I’m a Dad and all too often I am reminded by the actions and words of my kiddos that I am still figuring this whole parenting thing out. I have two wonderful kids. My six year old girl is a firecracker who is full of life and does everything full speed ahead. Sometimes this leads to her being overly persistent even after she has been told no to something and losing doesn’t always go over that well with her. My five year old little boy is as sweet as they come, but he does struggle with some speech and learning/developmental delays. These issues definitely give him his own struggles and issues to overcome.
Each day, I realize that each of my children have their own issues and struggles and that as unique little individuals I have to respond to them in ways to unique to each child. My daughter is fiercely independent and my son is not. She needs more words of affirmation and he needs more quality time. With my daughter sometimes you have to be louder to get her attention, that same volume though can break my son’s little spirit so he needs a quieter gentler tone of correction.
The problem with dealing with my kids and meeting their individual unique needs is that I am a sinner.

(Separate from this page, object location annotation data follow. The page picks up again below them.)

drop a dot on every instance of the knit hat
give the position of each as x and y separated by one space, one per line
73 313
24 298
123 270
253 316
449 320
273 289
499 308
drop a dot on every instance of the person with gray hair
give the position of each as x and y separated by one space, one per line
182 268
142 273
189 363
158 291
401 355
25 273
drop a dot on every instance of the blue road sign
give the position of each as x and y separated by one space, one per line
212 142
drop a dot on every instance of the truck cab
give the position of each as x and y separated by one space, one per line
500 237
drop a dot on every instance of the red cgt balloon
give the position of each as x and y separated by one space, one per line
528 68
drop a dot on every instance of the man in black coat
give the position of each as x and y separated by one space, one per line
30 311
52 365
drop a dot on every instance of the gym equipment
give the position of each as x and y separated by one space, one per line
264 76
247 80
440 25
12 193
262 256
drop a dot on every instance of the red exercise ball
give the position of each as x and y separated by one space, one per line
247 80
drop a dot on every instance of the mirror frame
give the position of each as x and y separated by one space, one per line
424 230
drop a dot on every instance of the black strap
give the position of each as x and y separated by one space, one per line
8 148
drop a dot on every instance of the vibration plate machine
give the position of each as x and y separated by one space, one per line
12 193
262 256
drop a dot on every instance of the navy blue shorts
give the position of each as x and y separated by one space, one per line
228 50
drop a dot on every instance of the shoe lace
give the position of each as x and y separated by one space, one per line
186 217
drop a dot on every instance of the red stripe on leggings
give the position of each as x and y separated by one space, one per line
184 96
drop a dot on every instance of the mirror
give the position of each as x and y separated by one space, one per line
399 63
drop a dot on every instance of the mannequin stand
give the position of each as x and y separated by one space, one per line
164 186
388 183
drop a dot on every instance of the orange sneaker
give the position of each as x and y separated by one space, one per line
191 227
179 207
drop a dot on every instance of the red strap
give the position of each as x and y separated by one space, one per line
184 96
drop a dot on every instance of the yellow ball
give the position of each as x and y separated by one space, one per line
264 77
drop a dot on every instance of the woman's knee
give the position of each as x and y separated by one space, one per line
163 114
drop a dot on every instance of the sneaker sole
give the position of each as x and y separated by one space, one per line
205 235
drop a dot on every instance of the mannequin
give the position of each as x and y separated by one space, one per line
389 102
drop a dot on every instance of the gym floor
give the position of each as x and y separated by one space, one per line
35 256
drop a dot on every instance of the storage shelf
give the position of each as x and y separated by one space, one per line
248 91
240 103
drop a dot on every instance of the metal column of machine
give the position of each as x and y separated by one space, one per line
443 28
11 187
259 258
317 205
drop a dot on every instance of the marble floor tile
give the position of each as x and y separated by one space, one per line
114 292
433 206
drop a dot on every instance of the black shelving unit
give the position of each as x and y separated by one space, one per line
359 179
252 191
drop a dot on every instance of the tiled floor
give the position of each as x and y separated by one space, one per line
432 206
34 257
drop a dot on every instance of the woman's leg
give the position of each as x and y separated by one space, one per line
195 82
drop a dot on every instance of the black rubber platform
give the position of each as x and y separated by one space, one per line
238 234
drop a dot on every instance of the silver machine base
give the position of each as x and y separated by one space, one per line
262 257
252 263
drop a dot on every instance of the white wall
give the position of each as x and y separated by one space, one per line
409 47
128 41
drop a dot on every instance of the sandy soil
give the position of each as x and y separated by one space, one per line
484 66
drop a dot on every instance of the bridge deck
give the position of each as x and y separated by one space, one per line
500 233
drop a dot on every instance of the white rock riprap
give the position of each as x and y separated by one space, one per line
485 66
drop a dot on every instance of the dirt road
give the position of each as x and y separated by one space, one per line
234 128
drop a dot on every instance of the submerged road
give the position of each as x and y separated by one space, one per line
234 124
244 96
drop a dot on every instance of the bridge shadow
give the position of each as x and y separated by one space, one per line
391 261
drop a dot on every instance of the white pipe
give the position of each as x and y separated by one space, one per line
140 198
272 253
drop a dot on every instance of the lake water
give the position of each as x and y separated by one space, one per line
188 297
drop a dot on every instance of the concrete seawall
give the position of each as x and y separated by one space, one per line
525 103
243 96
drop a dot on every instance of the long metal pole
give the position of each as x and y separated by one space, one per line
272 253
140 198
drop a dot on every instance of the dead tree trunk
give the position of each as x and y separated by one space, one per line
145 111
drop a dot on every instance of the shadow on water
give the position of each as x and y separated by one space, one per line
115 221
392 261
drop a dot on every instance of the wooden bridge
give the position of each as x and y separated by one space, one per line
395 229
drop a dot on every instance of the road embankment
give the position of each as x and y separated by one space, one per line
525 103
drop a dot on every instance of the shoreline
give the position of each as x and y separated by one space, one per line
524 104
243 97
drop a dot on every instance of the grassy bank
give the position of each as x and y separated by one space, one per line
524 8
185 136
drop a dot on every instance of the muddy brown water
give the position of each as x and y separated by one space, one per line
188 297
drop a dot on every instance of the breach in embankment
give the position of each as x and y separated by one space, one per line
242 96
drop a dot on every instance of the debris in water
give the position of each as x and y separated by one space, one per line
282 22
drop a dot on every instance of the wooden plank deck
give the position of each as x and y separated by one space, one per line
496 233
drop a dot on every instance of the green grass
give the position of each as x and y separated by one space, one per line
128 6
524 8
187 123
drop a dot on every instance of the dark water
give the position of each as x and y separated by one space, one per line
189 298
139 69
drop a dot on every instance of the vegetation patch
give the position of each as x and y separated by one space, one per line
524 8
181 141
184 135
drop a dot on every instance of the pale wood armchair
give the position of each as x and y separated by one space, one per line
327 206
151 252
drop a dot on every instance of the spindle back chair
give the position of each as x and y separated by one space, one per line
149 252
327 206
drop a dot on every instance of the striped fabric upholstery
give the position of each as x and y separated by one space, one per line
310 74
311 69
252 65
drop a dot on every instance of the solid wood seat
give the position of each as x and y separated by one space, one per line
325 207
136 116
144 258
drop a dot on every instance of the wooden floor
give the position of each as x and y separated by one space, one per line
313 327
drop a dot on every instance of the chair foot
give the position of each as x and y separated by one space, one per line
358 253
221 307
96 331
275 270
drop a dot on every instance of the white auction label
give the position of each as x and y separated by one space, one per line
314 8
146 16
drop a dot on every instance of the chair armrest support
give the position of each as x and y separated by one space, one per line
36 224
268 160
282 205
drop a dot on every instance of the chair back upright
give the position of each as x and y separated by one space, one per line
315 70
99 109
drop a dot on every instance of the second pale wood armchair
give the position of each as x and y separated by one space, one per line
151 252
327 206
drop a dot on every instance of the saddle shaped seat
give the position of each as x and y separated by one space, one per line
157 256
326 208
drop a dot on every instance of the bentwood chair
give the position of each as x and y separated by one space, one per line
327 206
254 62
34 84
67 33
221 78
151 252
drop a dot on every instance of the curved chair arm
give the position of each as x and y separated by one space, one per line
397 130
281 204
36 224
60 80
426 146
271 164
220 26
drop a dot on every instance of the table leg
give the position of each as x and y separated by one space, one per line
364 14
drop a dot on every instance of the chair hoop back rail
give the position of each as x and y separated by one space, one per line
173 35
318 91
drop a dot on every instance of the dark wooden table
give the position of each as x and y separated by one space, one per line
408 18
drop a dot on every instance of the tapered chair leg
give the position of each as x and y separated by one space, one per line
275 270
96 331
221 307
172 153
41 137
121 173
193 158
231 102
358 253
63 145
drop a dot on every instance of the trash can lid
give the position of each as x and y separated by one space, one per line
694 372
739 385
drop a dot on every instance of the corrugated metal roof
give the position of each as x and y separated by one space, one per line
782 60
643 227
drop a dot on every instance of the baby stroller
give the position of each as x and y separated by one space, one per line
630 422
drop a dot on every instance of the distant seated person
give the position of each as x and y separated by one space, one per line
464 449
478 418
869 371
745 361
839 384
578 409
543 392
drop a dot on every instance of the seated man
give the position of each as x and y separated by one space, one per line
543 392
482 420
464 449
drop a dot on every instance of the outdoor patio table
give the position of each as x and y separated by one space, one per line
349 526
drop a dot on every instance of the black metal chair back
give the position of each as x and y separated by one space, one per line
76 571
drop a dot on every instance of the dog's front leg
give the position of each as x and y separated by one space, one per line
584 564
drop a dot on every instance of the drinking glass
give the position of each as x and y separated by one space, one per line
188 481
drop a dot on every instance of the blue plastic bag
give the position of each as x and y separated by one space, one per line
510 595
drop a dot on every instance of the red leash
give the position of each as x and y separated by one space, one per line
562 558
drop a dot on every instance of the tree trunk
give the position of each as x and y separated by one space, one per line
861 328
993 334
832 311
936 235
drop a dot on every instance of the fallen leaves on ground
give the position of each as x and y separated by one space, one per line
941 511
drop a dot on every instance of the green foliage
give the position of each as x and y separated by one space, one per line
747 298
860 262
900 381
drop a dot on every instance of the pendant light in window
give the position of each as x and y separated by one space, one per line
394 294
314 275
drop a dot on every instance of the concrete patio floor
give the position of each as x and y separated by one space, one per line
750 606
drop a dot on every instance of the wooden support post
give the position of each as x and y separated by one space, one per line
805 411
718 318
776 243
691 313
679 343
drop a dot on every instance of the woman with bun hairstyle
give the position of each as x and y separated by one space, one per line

As a Dad I don’t always respond the way I should. I let my own issues, fatigue, and life in general all too often color the way I parent. Too often my responses have more to do with me than that of what my child is doing or needs. This is an issue that God has definitely been dealing with me about one the past few months and it has led me to a simple prayer that I pray daily, if not several times a day. I pray and ask God to allow me and my wife to be the type of parents that point our kids to Christ in all that we do and say, and that we show His love to them in all that we do and say.
This prayer convicting to me, because it points out the times that day I have failed to do what I’m asking. Also, it comes to my mind when I am in the middle of some form of parenting my children and helps me slow down and think about the love, kindness, discipline, and guidance that I may be about to give. I know I am a fallen sinner, but I want to seek my God so that my kids see Christ in me and want a deeper relationship with Him. I never want to be the parent that breaks his kids down and drives them away from Christ.
I am praying to be a parent who is reflecting Christ well and ask that you pray for me in this area to!